One of the best choices I’ve made has been attending several different 12-step programs.  When our kids became addicted to drugs, I attended a Families Anonymous program, but later I joined a CoDA group and participated in that for years.  By being in the program, I‘ve come to understand that while I can’t change or control others, I can change myself by focusing on my own growth.  

There can be no good without evil or evil without good; they are part of a whole.  Without choice and free will, we become like every other animal, acting simply out of instinct.  But we have been created with both mind and soul, and the only way we can grow into all we are intended to be is to live the life we have with all of its ups and downs, ins and outs, choosing to practice love and gratitude, or hate and jealousy.  The only way we have any chance of overcoming evil is by embracing evil as an inherent part of ourselves, not seeing it as something separate, something outside of ourselves. We are each born with the capacity for doing good or ill.   By working on my program, I’ve become less judgmental of myself and others.  By learning how to embrace my own evil impulses without judging them, I’ve become freer to make more positive choices.  By accepting the reality of the evil that will always be part of me, its venom becomes less powerful because I can replace it with gratitude, love, and forgiveness. By accepting my innate capacity for violence and hate, my own brokenness,  it’s become almost second nature for me to accept the brokenness in others.   I am a pacifist, not because Jesus and Scripture tell us not to kill each other, but because I am all too familiar with the black rage and capacity for hate that lives within me.    

Much as I often wish God would intervene, I am profoundly grateful that the God of my understanding is one who forces me to grow up and assume responsibility for myself and the consequences of my choices and our actions.   The God of my understanding will not do for me what I must do for myself.  Thus, if we stand by and allow one party, gender, and race to take away the rights and freedoms of those who differ from them in any way, all of us will eventually suffer, and we will have only ourselves to blame. God cannot, nor will not make the world safe for us. We have to do that for ourselves.  But strange as it may seem, it’s God’s very refusal to protect us from ourselves that actually gives us the power and resources we need, powers we never knew we had.  This is precisely why the Apostle Paul tells us to be grateful in and for all things. Even January 6.  Even COVID-19.  Even Elon Musk.  Even all of Trump’s executive orders.  Even horrendous wars and terrorism, domestic and foreign. Even racism, sexism, and all the other demeaning isms.

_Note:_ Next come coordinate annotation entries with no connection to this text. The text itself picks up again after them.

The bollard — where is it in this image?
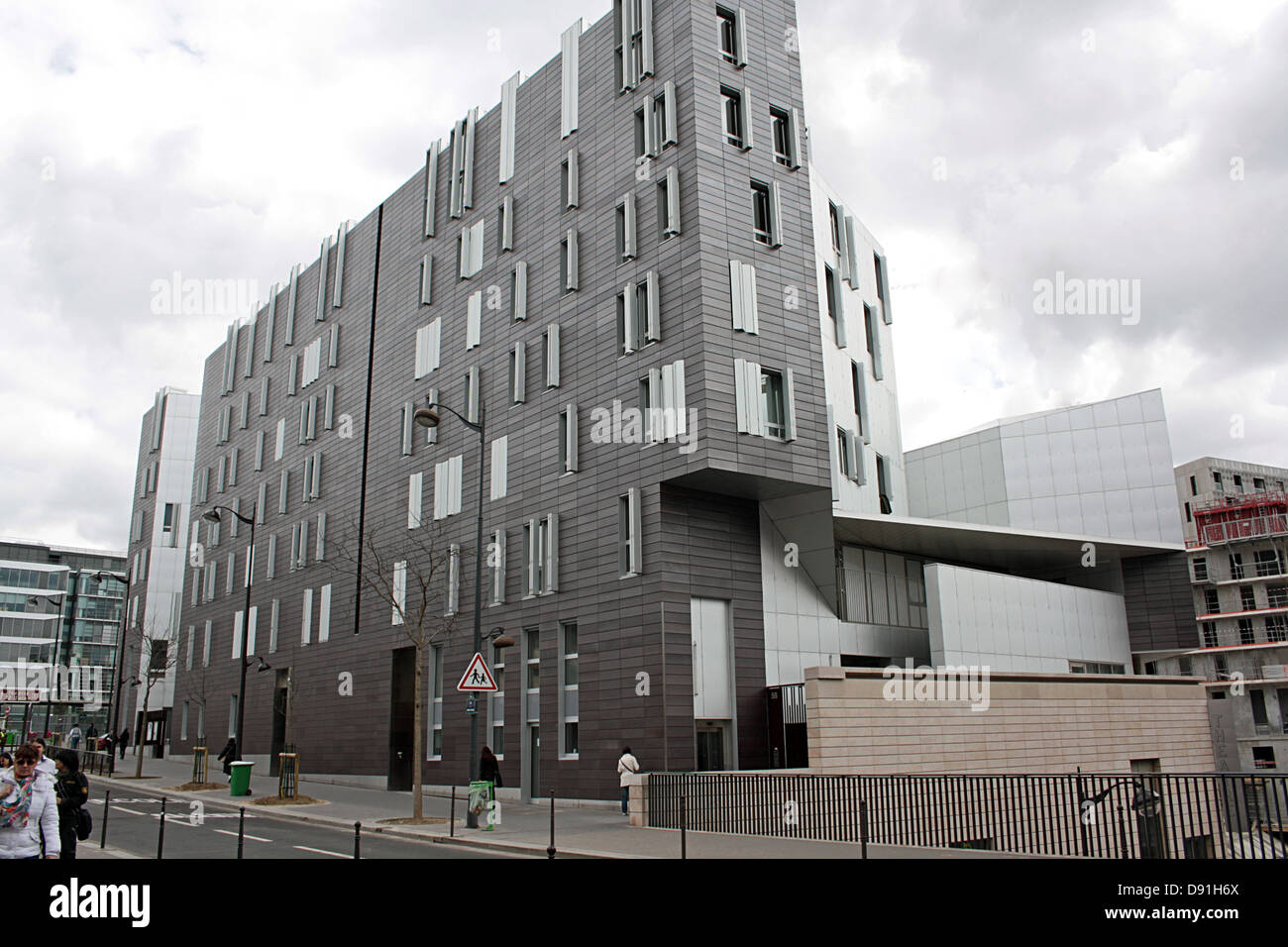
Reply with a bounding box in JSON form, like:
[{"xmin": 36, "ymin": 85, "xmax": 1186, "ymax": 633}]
[
  {"xmin": 546, "ymin": 789, "xmax": 555, "ymax": 858},
  {"xmin": 158, "ymin": 796, "xmax": 164, "ymax": 858},
  {"xmin": 98, "ymin": 789, "xmax": 112, "ymax": 848},
  {"xmin": 859, "ymin": 798, "xmax": 868, "ymax": 858},
  {"xmin": 680, "ymin": 789, "xmax": 690, "ymax": 858}
]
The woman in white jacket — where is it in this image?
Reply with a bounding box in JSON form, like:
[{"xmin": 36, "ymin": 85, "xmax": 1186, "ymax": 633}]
[{"xmin": 0, "ymin": 743, "xmax": 60, "ymax": 858}]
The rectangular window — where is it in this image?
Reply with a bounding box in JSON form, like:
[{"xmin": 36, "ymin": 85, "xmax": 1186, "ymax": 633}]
[
  {"xmin": 559, "ymin": 149, "xmax": 577, "ymax": 210},
  {"xmin": 559, "ymin": 622, "xmax": 580, "ymax": 759},
  {"xmin": 769, "ymin": 107, "xmax": 800, "ymax": 167},
  {"xmin": 617, "ymin": 487, "xmax": 643, "ymax": 579}
]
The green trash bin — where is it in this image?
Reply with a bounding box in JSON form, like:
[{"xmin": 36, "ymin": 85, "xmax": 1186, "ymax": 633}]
[{"xmin": 228, "ymin": 762, "xmax": 255, "ymax": 796}]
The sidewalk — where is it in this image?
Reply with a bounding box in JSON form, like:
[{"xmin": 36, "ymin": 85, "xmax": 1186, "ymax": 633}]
[{"xmin": 89, "ymin": 755, "xmax": 1005, "ymax": 858}]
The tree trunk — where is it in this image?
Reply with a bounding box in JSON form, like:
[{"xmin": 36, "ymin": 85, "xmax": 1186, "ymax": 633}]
[{"xmin": 411, "ymin": 643, "xmax": 425, "ymax": 821}]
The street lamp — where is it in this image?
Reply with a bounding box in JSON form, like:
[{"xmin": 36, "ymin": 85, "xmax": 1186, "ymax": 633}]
[
  {"xmin": 94, "ymin": 573, "xmax": 130, "ymax": 776},
  {"xmin": 413, "ymin": 393, "xmax": 484, "ymax": 828},
  {"xmin": 201, "ymin": 504, "xmax": 256, "ymax": 760}
]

Our choices matter, be they large or small. What we do on a daily basis makes a huge difference.  We are each a Job, confronted by the warring worlds of good and evil.  I find great hope (and fear) in the realization that the God of my understanding has granted us ordinary folk the responsibility of determining the course and outcome of our world. The Bible, The Koran, The 12 Step Program, Buddhism, etc. hold out the promise of healing and hope to us, but it comes as a two-edged sword.  God’s salvation, the Program’s concept of recovery, Buddhism’s  Spiritual Path, call it what you will, each carries within it the shining truth that you and I can influence what happens.  You and I can help reverse what is broken and missing in our world.  We are the ones we’ve been waiting for.  We are the ones who can make a difference, which both terrifies me and brings me great hope.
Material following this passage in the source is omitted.